If he went ahead with it, would a kids’ national newspaper work? A recent report published in NAA’s Presstime says that the content areas that score big with
young people are entertainment, sports, and civic journalism (or information that helps communities solve problems). According to John Bartolomeo, managing partner of content consultant Clark, Martire
and Bartolomeo of Englewood Cliffs, N.J., the Internet holds much more promise with the young generation. But he also told a recent NAA conference that product improvements designed to attract younger
readers "cannot be devised at the desks of editors in their 40s and 50s." Such improvements "must be researched and not assumed."
Research also shows that readership among younger adult
demographics has dropped as much as 20 percent over the past five years. There’s not a lot of research to show whether teens or pre-teens would intend to read a print product aimed at them.

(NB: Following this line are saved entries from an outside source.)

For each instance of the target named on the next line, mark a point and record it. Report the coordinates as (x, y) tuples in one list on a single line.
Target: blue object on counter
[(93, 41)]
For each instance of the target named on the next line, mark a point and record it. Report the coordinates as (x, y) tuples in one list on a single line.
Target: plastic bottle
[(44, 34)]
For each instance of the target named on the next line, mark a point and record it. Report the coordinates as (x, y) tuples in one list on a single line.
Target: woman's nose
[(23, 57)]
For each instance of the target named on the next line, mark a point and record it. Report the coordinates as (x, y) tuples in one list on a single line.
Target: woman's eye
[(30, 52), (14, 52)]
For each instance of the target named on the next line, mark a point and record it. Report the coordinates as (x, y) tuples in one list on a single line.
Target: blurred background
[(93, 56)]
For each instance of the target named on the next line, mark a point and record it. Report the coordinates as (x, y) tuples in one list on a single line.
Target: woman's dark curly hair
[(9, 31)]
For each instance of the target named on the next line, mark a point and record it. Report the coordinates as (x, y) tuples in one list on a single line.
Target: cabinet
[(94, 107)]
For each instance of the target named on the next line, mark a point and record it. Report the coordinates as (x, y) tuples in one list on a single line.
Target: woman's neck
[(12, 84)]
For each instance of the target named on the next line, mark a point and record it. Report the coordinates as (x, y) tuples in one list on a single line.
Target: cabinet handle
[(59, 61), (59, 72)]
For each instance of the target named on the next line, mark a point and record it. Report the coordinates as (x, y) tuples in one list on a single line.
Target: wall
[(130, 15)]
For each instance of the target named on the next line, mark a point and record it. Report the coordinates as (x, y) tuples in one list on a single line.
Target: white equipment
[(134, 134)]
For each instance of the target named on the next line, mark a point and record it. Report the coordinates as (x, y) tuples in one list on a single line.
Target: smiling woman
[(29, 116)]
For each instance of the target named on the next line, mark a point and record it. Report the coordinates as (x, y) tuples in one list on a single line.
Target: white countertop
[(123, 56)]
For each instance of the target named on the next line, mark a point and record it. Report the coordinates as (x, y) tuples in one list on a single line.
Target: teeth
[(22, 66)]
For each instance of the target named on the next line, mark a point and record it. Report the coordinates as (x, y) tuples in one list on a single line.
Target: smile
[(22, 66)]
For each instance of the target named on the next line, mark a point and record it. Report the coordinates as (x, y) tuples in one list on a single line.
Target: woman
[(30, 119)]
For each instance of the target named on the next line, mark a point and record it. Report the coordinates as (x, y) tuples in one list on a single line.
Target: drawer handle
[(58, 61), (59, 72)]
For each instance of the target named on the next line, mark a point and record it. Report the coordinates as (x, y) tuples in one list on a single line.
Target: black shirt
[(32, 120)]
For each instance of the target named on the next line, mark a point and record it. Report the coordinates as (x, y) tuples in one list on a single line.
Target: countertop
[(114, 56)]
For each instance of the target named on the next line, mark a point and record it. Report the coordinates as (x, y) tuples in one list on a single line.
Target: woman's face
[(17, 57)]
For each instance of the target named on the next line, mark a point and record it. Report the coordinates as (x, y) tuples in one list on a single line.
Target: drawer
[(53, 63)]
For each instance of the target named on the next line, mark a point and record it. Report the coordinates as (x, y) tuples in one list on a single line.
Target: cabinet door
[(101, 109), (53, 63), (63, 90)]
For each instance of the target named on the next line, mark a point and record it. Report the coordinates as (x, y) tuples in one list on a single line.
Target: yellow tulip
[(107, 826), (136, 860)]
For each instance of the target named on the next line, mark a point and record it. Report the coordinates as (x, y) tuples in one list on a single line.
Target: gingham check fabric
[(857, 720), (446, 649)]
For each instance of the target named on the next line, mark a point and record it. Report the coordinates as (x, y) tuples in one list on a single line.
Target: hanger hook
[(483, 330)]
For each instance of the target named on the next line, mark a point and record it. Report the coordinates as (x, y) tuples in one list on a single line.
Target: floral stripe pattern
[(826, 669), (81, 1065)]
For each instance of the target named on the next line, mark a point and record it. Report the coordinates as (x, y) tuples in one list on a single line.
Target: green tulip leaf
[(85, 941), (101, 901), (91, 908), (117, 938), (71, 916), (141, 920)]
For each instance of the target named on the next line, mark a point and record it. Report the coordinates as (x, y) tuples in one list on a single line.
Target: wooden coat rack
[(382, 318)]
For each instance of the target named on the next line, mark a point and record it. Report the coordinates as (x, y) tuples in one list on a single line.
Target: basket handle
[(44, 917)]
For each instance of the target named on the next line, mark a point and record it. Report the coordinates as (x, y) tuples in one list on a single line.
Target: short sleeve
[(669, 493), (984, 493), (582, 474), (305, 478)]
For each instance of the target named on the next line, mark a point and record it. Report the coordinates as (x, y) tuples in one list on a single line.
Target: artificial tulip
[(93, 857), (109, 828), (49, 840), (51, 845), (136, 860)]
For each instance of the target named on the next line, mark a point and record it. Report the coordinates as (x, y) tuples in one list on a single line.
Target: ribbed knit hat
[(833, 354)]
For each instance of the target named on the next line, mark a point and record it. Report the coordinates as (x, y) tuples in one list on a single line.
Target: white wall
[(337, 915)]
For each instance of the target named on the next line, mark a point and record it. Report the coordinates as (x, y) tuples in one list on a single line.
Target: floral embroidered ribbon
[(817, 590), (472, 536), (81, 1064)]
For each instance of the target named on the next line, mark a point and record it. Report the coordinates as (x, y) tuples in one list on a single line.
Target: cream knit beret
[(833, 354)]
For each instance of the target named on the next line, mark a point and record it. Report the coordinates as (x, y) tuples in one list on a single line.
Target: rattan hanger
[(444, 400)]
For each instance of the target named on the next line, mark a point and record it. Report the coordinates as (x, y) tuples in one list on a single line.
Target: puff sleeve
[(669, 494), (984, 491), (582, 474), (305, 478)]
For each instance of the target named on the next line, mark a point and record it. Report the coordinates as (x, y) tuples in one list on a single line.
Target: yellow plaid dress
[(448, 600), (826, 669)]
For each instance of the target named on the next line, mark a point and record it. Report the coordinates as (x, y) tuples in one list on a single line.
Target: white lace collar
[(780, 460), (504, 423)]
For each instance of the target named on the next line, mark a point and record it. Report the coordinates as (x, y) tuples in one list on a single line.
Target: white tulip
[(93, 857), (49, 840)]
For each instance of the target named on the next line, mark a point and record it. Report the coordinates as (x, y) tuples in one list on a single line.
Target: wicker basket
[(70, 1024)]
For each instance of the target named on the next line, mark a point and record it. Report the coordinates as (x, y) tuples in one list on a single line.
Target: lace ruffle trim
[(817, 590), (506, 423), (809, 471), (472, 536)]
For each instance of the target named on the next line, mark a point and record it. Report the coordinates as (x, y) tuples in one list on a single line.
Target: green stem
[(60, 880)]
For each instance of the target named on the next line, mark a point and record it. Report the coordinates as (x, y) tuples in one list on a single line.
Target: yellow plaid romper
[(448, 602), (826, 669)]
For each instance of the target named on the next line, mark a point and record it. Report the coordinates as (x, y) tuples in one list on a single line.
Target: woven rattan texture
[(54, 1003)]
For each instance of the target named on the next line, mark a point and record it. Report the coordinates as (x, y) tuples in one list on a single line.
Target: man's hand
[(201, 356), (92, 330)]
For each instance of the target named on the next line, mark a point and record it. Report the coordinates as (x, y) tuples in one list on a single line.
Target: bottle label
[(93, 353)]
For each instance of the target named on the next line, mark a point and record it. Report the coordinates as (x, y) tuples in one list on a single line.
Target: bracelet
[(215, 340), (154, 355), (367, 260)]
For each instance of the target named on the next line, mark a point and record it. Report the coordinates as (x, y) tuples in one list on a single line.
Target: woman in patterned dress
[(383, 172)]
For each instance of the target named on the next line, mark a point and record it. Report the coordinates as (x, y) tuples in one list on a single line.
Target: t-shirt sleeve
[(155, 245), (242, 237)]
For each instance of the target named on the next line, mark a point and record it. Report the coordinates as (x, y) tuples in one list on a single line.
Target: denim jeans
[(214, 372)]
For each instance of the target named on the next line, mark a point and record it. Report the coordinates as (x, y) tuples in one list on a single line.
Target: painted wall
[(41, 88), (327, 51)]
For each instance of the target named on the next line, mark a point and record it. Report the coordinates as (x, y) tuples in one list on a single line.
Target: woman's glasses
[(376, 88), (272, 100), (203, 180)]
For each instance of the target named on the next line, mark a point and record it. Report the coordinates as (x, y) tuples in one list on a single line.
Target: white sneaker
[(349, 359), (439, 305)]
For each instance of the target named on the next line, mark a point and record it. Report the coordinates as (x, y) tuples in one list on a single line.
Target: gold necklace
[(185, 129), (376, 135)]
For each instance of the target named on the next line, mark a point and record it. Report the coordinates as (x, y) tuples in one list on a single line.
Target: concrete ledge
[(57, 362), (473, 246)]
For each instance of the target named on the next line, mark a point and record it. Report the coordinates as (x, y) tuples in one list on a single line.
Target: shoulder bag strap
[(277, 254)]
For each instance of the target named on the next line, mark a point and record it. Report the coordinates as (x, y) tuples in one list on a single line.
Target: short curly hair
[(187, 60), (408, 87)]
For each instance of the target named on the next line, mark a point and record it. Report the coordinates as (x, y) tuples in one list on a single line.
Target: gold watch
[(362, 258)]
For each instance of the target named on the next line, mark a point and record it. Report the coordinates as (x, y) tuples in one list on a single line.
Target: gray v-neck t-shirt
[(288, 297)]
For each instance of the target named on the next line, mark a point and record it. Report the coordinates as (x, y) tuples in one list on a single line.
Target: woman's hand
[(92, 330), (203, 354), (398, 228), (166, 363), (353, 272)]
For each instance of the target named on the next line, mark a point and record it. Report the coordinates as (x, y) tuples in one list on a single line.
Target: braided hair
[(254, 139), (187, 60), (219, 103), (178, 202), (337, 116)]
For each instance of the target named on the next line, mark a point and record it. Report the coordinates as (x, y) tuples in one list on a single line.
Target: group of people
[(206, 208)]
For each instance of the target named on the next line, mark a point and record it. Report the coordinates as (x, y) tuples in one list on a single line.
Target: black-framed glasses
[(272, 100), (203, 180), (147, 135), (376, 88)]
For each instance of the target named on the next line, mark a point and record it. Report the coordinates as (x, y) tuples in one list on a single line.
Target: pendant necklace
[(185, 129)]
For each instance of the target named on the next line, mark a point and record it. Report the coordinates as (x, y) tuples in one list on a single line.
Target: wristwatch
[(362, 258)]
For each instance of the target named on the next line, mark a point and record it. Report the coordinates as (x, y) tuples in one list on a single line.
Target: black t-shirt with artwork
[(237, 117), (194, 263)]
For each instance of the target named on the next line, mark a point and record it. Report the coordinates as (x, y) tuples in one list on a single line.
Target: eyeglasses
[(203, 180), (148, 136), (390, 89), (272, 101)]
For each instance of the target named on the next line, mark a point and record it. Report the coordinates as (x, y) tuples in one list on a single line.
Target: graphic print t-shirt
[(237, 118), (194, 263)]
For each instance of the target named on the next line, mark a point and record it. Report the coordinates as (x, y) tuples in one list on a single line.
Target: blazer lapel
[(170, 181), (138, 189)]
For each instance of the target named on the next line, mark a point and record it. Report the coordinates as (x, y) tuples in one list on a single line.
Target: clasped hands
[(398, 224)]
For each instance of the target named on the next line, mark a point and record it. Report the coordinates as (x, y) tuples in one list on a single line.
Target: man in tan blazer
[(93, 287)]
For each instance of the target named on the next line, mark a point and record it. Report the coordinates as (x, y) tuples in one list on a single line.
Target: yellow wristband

Neuharth is also aware, however, that newspapers, including his former company Gannett, are under tremendous pressure to increase circulation and ad revenue. Attracting a teen or pre-teen audience
would be a step in the right direction. He is also aware that media planners and buyers have local ad options in a turf where print news once ruled. But newspapers, he says, still provide a unique
and vital advertising vehicle.
"Daily newspapers still have the highest penetration of the local audience," he says. "It is the most accessible and most affordable way for people to get their
news. No one TV program can command attention in a given community like newspapers can. Newspapers have to be heard."